# Winterizing an outboard or not?



## Topshelf (May 24, 2005)

georgeb said:


> The VRO should not be ran without oil or gas, it could cause future problems. The VRO system is designed for both fuel and oil at the same time, you are playing with a very expensive replacement if bad things happen, not to mention the tow in from where it fails.
> 
> Below is the recommendation from Crowley marine for Evinrude/Johnson winterization.
> 
> ...


I doubt any motor will run without oil or GAS? I'm not trying to be a jerk, I'm just saying it won't run without gas. The oil injection pump works hand in hand with the gas. So if the motor is not running, the oil injector is not doing anything either. 

I just didn't know if the VROs had some kind of a quirk having to do with letting them run out of fuel? 

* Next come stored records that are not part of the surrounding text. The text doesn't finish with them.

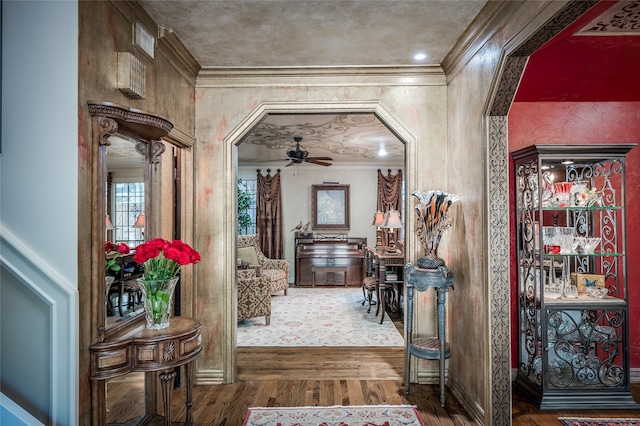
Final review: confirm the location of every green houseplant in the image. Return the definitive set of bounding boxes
[238,179,253,234]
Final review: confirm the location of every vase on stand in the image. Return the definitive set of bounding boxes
[416,256,444,269]
[137,277,179,330]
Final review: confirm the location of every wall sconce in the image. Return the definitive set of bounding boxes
[371,210,384,247]
[380,210,402,247]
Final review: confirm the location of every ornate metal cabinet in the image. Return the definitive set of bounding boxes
[511,144,640,409]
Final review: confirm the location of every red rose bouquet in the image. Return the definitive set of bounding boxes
[133,238,200,281]
[133,238,200,329]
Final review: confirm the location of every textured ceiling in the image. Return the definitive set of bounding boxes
[141,0,487,68]
[238,114,404,167]
[141,0,640,167]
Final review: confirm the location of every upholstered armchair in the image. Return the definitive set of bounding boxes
[236,269,271,325]
[238,234,289,296]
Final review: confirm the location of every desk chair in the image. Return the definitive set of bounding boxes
[404,263,453,407]
[362,247,378,315]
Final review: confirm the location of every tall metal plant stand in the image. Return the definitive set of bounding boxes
[404,263,453,407]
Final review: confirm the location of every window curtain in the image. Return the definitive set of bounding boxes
[377,169,402,247]
[256,170,284,259]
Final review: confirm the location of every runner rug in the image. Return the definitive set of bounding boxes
[237,287,404,347]
[558,417,640,426]
[243,405,424,426]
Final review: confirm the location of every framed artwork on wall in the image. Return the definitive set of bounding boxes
[311,185,350,230]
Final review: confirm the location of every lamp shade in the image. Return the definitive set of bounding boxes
[371,210,384,226]
[380,210,402,228]
[105,215,116,231]
[132,214,144,228]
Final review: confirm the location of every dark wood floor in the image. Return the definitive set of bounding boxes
[107,308,640,426]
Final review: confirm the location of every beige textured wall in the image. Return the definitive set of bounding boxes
[446,2,563,424]
[195,74,447,383]
[76,1,195,425]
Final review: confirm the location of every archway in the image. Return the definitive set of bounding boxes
[484,2,594,425]
[224,102,416,381]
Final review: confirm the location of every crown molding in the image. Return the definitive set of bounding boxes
[196,65,446,87]
[442,0,524,84]
[158,27,201,85]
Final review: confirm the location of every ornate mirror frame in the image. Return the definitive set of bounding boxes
[88,101,173,343]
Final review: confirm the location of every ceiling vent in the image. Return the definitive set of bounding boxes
[118,52,146,99]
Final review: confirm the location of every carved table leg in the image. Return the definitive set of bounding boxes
[184,361,195,426]
[160,369,176,426]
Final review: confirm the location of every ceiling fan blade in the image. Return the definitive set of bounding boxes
[305,157,333,161]
[307,159,331,166]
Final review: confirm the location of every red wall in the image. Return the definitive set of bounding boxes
[508,102,640,368]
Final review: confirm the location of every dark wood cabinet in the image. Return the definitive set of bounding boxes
[295,237,367,286]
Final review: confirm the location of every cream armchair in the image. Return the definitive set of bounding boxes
[237,269,271,325]
[238,234,289,296]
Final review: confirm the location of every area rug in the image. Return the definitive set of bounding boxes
[558,417,640,426]
[243,405,424,426]
[237,287,404,347]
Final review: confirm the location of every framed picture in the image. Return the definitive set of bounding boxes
[311,185,349,229]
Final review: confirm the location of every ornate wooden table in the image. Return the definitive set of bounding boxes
[89,317,202,426]
[404,263,453,407]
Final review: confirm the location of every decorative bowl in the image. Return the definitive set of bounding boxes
[572,237,602,254]
[584,237,602,254]
[587,287,609,299]
[544,285,562,299]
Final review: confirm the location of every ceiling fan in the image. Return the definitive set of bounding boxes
[285,136,333,167]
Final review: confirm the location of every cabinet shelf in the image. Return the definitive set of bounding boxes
[511,144,640,409]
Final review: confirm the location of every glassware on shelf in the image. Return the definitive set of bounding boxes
[553,182,573,207]
[542,226,576,254]
[572,237,602,254]
[587,287,609,299]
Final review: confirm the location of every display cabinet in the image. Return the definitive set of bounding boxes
[511,144,639,409]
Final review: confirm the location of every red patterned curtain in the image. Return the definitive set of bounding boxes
[377,169,402,246]
[256,170,284,259]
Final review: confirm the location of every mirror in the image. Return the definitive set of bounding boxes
[105,133,146,329]
[89,102,173,342]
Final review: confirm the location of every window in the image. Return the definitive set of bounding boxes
[238,179,257,234]
[113,182,144,248]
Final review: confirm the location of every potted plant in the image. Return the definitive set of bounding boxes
[238,179,253,234]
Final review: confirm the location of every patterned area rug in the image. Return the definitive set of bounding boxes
[558,417,640,426]
[237,287,404,346]
[243,405,424,426]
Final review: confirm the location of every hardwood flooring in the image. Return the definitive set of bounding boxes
[107,308,640,426]
[108,347,640,426]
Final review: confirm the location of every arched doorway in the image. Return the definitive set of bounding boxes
[225,103,416,380]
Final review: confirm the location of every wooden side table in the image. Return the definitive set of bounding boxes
[404,263,453,407]
[89,317,202,426]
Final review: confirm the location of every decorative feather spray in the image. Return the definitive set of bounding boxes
[411,190,460,258]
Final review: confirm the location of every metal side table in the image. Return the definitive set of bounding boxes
[404,263,453,407]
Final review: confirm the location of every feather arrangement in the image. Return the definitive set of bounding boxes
[411,190,460,258]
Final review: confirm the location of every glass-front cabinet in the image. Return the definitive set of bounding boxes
[511,144,639,409]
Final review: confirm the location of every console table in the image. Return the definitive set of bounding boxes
[404,263,453,407]
[295,238,367,287]
[89,317,202,426]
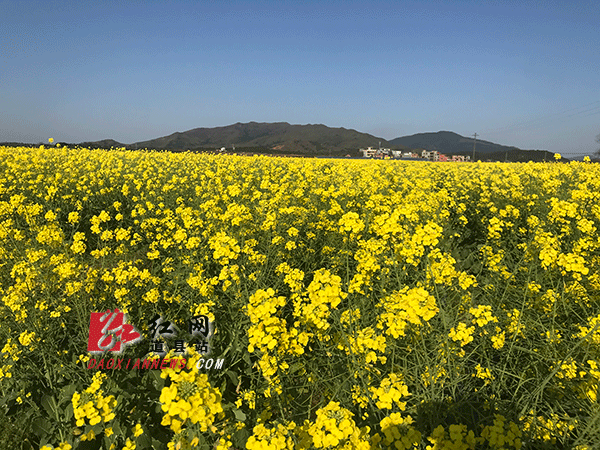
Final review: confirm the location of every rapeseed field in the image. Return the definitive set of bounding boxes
[0,146,600,450]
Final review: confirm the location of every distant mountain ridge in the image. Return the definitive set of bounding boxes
[16,122,552,161]
[128,122,398,155]
[390,131,520,154]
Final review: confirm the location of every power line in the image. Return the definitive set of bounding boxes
[484,100,600,133]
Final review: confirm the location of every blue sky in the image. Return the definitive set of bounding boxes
[0,0,600,154]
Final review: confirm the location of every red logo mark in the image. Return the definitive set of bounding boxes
[88,309,142,353]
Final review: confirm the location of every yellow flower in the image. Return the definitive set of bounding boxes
[133,423,144,437]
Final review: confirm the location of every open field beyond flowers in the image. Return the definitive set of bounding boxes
[0,147,600,450]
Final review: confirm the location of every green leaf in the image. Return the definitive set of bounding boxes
[65,403,73,421]
[60,384,77,404]
[42,395,57,419]
[135,432,152,449]
[231,428,250,448]
[233,409,246,422]
[31,417,52,439]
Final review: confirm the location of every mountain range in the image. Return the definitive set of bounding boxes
[7,122,564,161]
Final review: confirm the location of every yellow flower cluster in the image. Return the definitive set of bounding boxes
[369,373,410,411]
[425,425,477,450]
[246,422,296,450]
[480,414,522,450]
[448,322,475,347]
[71,372,117,427]
[372,412,421,450]
[377,287,439,339]
[308,401,370,450]
[159,366,223,433]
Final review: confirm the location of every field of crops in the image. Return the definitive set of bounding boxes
[0,147,600,450]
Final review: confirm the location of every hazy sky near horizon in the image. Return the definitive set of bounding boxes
[0,0,600,154]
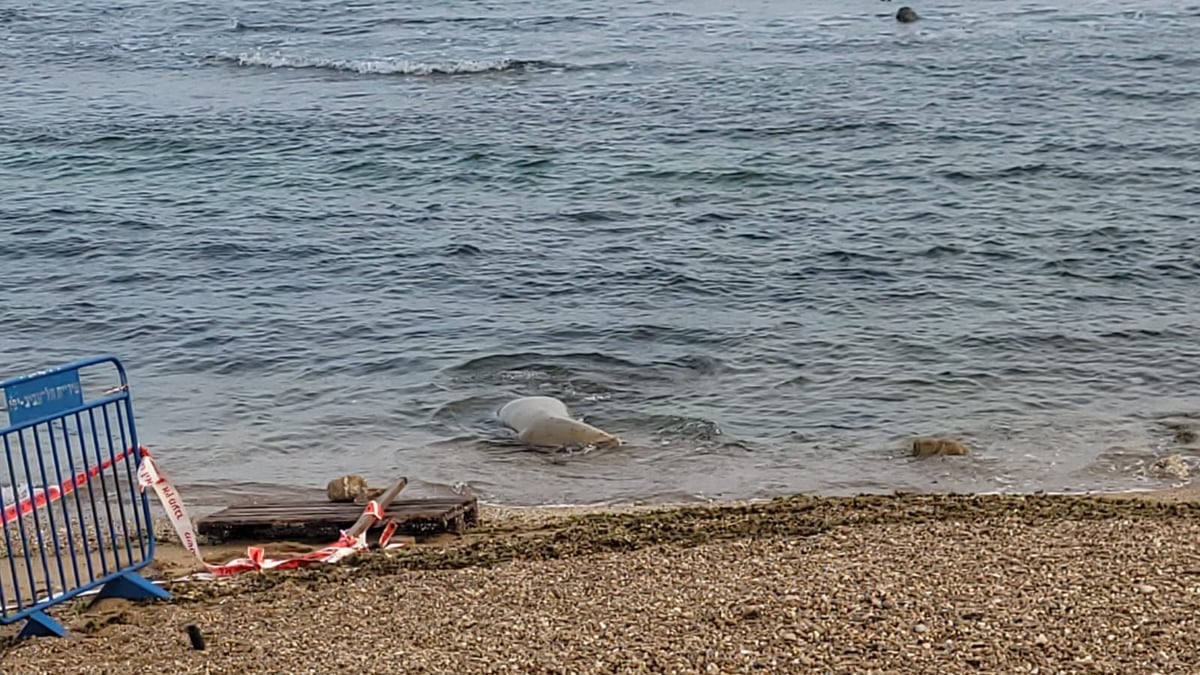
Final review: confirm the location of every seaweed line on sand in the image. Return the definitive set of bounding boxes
[172,494,1200,601]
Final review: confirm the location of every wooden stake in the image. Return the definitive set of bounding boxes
[346,478,408,537]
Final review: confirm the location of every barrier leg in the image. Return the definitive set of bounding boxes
[17,611,67,640]
[96,572,174,601]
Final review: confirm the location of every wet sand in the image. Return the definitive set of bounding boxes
[0,489,1200,674]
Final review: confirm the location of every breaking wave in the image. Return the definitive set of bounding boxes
[216,52,552,76]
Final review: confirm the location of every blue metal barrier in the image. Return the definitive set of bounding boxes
[0,356,172,637]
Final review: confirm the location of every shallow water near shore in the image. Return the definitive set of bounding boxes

I've been running two strokes WITH carburators out of gas to winterize, either oil injected or mixed 50 to 1 in the tank for 40 years. Come springtime hook the gas line back up, pump the bulb and fire it up. Never had an issue.
I'm not even big on fogging the motor. Seems unnecessary unless you're going to leave it in storage for a year or so. 

If you don't run the fuel out of the carburetor bowl of anything that's carbureted you will have issues come 3 months later. Today's fuel, and even rec fuel will go bad a whole lot quicker than it used to. You'll end up with gummed up jets in your carburetor and it won't run. That's an expensive fix to send to the outboard mechanic come springtime.

I only run Rec fuel in my boat, motorcycle and vintage Mustang. 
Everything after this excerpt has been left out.